Technical

What Every vSphere Admin Must Know About VMware Tools

Managing the lifecycle of VMware Tools continues to be a topic of interest among VMware vSphere customers everywhere. There have been some notable changes to VMware Tools management in the past year, especially for environments that have opted for more advanced configurations.

The compilation below is targeted at those looking to get up to speed on the latest changes and technical information about VMware Tools lifecycle management.

Top VMware Tools Resources for vSphere Administrators

VMware Tools in 2017: The Absolute Must Know Info!

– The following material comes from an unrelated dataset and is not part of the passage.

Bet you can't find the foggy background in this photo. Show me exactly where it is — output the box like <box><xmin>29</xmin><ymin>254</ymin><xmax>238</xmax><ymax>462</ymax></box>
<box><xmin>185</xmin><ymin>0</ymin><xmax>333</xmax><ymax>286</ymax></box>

  • VMware Tools releases are not solely coupled with vSphere, the latest version is available from My VMware (Shortcut: https://vmware.com/go/tools)
  • VMware ESXi includes VMware Tools for supported Windows and Linux guest operating systems, to quickly determine the version of Tools that was included with an ESXi release or patch, use https://packages.vmware.com/tools/versions
  • VMware Tools provides numerous benefits to workloads running on vSphere infrastructure, see the docs for full details
  • Windows VMs normally use the enhanced paravirtualized storage and networking drivers that are part of VMware Tools, which is why the guest operating system needs to be rebooted when one of these drivers is upgraded after a Tools update
  • There are three different distribution formats for Linux VMware Tools: TAR Tools are provided by VMware and installed via script, Operating System Specific Packages are binary packages created and hosted by VMware at packages.vmware.com, and Open VM Tools are binary packages compiled by individual Linux vendors and included in almost all current distributions
  • When Linux distributions offer Open VM Tools, VMware recommends using those instead of installing the TAR version that is included with ESXi, especially now that paravirtualized Linux drivers are present in the upstream kernel
  • Instead of using the default model of including Tools installers on every ESXi host, a central repo can be configured on a shared datastore; this enables standardization as well as the ability to quickly deploy the very latest releases of Tools to vSphere clusters – more details are available on vSphere Central
  • For the above centralized repo configuration change to take effect, hosts must be rebooted or manually configured from the ESXi shell; this procedure varies depending on vSphere release – see https://kb.vmware.com/kb/2129825 and the guide on vSphere Central
  • Tech Preview: VMware is considering distributing an optional offline bundle for future VMware Tools releases, so customers using Update Manager to patch VMware ESXi hosts can easily deploy the latest versions of Tools using their current workflows

With the above resource compilation, vSphere admins should be well-equipped to tackle the lifecycle management of VMware Tools – a critical piece of every VMware vSphere data center.